The first file, syndicai.py
, is the main file that consists of PythonPredictor
python class responsible for model prediction. In this case, the models take an URL of the black-and-white image as input and output colorized image in the form of base64.
# This must be the first call in order to work properly!
import io
import base64
import urllib.request
from deoldify import device
from deoldify.device_id import DeviceId
device.set(device=DeviceId.GPU0)
import torch
if not torch.cuda.is_available():
print('GPU not available.')
import fastai
from deoldify.visualize import *
import warnings
warnings.filterwarnings("ignore", category=UserWarning, message=".*?Your .*? set is empty.*?")
url = "https://data.deepai.org/deoldify/ColorizeArtistic_gen.pth"
model_path = "./models/ColorizeArtistic_gen.pth"
class PythonPredictor:
def __init__(self, config):
if not os.path.exists("models/ColorizeArtistic_gen.pth"):
urllib.request.urlretrieve(url, model_path)
self.colorizer = get_image_colorizer(artistic=True)
def predict(self, payload):
render_factor = 19 #@param {type: "slider", min: 7, max: 40}
img = self.colorizer.plot_transformed_image_from_url(url=payload["url"],
render_factor=render_factor)
im_file = io.BytesIO()
img.save(im_file, format="PNG")
im_bytes = base64.b64encode(im_file.getvalue()).decode("utf-8")
return im_bytes
The second file required by the Syndicai platform is needed to recreate the model environment. It consists of a list of libraries and their versions.
fastai==1.0.51
wandb
tensorboardX==1.6
ffmpeg
ffmpeg-python==0.1.17
youtube-dl>=2019.4.17
jupyterlab
opencv-python>=3.3.0.10
pillow==6.2.2
We are halfway through the journey of our model deployment. Now you will deploy a model by connecting a repo to the Syndicai platform.
In order to connect your repo just go to https://syndicai.co/, login, click New Model on the Overview page, and follow the steps in the form. As soon as you finish, you will notice that the infrastructure will start building. Therefore, you will have to wait a few minutes for the model to become Active.
Seriously that's all?
Yes, indeed. Syndicai creates a webservice, package a model and host it in a serverless way so that you don't have to take care of scalability and model management.
📚 Learn: For more information about the model preparation or deployment process go to Syndicai Docs.
Congrats!
Your model is deployed so now you can access it using REST API either via Platform or via terminal.
In order to test it out quickly on the Platform, go to the model Overview page and paste the sample input script in the Run a model section.
{
"url": "https://i0.wp.com/www.brainpickings.org/wp-content/uploads/2013/05/einstein11.jpg"
}
Remember that your model has to be Active in order to work!
After that, If everything works fine, you can go to the model Integrate page and create the showcase demo.
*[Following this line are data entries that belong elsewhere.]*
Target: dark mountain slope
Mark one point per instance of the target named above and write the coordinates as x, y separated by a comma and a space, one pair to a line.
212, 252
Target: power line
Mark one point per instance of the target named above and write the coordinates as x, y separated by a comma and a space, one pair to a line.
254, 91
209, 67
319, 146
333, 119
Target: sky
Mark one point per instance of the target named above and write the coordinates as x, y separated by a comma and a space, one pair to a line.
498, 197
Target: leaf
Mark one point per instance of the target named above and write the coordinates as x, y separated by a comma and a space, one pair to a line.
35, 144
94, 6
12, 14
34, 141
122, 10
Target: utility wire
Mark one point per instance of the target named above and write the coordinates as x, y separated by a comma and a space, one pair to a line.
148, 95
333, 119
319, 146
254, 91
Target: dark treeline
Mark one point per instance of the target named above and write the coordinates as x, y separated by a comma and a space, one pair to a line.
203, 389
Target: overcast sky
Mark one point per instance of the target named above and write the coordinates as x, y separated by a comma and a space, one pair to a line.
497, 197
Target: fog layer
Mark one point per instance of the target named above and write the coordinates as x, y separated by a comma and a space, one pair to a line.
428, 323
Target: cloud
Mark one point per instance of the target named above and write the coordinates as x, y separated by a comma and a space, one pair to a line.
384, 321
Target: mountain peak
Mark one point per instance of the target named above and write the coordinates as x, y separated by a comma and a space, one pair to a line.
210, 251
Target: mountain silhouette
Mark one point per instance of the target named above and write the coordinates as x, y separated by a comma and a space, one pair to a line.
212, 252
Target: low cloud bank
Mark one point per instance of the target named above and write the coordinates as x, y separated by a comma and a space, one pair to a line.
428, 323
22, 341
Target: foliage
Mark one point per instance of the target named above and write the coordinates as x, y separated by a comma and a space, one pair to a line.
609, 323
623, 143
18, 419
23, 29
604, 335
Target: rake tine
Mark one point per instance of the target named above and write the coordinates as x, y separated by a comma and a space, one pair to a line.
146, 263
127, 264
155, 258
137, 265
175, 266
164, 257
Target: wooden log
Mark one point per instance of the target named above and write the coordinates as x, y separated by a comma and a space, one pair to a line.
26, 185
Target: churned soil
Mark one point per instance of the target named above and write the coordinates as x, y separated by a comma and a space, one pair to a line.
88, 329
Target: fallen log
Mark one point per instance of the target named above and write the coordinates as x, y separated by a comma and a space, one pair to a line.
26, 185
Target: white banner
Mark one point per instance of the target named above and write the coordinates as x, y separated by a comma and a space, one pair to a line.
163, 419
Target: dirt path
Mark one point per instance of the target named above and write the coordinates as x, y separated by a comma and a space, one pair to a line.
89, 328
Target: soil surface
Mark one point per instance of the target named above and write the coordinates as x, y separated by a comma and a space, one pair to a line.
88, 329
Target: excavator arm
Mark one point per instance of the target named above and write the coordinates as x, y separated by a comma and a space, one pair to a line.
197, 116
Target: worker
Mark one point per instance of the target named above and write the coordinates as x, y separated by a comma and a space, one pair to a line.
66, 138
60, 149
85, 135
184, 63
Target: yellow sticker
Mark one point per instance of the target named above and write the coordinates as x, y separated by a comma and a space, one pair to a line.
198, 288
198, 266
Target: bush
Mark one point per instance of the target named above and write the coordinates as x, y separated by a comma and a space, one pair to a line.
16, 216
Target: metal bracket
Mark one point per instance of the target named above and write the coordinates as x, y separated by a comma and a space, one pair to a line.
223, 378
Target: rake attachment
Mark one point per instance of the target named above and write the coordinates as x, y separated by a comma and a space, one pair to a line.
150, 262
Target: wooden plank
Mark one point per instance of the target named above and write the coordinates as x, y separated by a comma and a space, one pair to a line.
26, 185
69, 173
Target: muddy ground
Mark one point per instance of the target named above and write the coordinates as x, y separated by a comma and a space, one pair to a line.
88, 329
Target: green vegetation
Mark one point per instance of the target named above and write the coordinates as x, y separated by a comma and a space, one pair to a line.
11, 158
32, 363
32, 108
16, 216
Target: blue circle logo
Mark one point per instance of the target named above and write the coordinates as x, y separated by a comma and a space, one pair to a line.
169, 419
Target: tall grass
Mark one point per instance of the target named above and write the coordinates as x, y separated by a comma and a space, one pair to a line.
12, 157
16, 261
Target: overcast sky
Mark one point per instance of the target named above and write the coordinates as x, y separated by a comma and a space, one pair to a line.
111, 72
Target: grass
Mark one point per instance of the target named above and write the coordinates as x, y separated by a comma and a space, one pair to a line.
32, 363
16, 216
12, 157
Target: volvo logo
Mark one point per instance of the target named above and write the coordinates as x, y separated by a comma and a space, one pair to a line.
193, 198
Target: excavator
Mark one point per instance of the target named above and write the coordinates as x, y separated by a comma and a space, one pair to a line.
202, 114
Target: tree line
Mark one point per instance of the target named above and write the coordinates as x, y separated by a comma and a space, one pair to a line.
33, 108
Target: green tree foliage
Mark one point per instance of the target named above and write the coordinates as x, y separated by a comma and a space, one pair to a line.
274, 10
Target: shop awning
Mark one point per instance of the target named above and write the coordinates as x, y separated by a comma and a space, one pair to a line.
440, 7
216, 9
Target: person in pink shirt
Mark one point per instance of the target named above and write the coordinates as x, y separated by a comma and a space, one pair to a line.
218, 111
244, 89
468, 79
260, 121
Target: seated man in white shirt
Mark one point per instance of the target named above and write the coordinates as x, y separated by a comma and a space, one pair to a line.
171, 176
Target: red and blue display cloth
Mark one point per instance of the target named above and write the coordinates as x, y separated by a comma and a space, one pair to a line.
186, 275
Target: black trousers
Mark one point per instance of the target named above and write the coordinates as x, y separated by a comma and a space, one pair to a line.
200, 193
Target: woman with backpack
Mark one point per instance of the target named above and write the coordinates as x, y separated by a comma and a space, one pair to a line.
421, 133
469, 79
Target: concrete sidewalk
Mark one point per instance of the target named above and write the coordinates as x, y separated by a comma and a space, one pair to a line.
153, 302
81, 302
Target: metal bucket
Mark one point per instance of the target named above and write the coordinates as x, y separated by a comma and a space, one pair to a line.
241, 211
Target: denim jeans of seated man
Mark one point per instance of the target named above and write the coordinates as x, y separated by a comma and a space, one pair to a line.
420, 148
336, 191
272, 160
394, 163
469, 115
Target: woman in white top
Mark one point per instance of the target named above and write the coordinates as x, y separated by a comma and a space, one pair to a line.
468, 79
For example, we have created a Colorizer - a react web app that helps you interact with your model in w very simple way. You just paste the url of the image and hit the Run Model button! The whole code is open-sourced so you can fork the repo and play with it.
Colorizer is a demo showcase for DeOldify model
In conclusion, the following tutorial lets you explore the fast and easy way to deploy DeOldify model. You could notice that creating a webserivce, building a docker, and setting up the infrastructure is not necessary to deliver a model in production.